Watch GPS: Krugman calls for space aliens to fix U.S. economy?
On GPS this week, we explore the most important topic (the economy) with the most important economic voices. Fareed Zakaria talks to Nobel Prize winner Paul Krugman and Former IMF Chief Economist Ken Rogoff.
The show also turns a myth on its head. China’s not doing the U.S. a favor by buying its Treasury Bonds - the pleasure is very much China’s. We’ll explain.
All that, plus a fascinating look at America’s fractured relationship with Pakistan with the journalist Ahmed Rashid, and a smart, macro look at the London riotswith two top British thinkers.
But first, why does Paul Krugman say space aliens could fix the U.S. economy? Here's an edited excerpt of what he and Ken Rogoff had to say:
Ken Rogoff: Infrastructure spending, if it were well-spent, that's great. I'm all for that. I'd borrow for that, assuming we're not paying Boston Big Dig kind of prices for the infrastructure.
Fareed Zakaria: But even if you were, wouldn't John Maynard Keynes say that if you could employ people to dig a ditch and then fill it up again, that's fine, they're being productively employed, they'll pay taxes, so maybe Boston's Big Dig was just fine after all.
Paul Krugman: Think about World War II, right? That was actually negative social product spending, and yet it brought us out.
I mean, probably because you want to put these things together, if we say, "Look, we could use some inflation." Ken and I are both saying that, which is, of course, anathema to a lot of people in Washington but is, in fact, what basic logic says.
It's very hard to get inflation in a depressed economy. But if you had a program of government spending plus an expansionary policy by the Fed, you could get that. So, if you think about using all of these things together, you could accomplish a great deal.

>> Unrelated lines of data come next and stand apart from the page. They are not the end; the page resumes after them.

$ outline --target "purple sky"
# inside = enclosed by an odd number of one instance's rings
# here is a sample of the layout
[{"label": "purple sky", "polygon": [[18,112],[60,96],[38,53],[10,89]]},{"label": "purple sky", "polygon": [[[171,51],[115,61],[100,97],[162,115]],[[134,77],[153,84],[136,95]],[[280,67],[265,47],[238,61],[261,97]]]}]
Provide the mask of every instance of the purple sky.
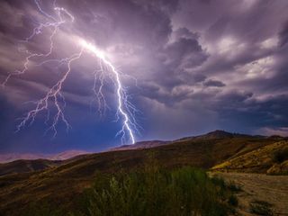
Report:
[{"label": "purple sky", "polygon": [[[47,13],[53,1],[40,1]],[[103,50],[124,75],[130,100],[140,111],[137,140],[171,140],[216,129],[288,136],[288,1],[286,0],[86,0],[61,1],[75,16],[55,37],[53,58],[70,55],[81,37]],[[26,55],[43,52],[47,32],[28,37],[45,17],[33,0],[0,3],[0,82],[20,69]],[[119,145],[113,85],[104,92],[112,107],[100,118],[93,102],[92,58],[73,65],[63,87],[67,133],[44,136],[45,113],[18,133],[33,104],[57,82],[51,64],[13,76],[0,89],[0,152],[100,150]],[[137,85],[131,76],[137,78]],[[91,105],[92,104],[92,105]]]}]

If we discovered that space aliens were planning to attack and we needed a massive buildup to counter the space alien threat and really inflation and budget deficits took secondary place to that, this slump would be over in 18 months. And then if we discovered, oops, we made a mistake, there aren't any aliens, we'd be better –
Ken Rogoff: And we need Orson Welles, is what you're saying.
Paul Krugman: No, there was a Twilight Zone episode like this in which scientists fake an alien threat in order to achieve world peace. Well, this time...we need it in order to get some fiscal stimulus.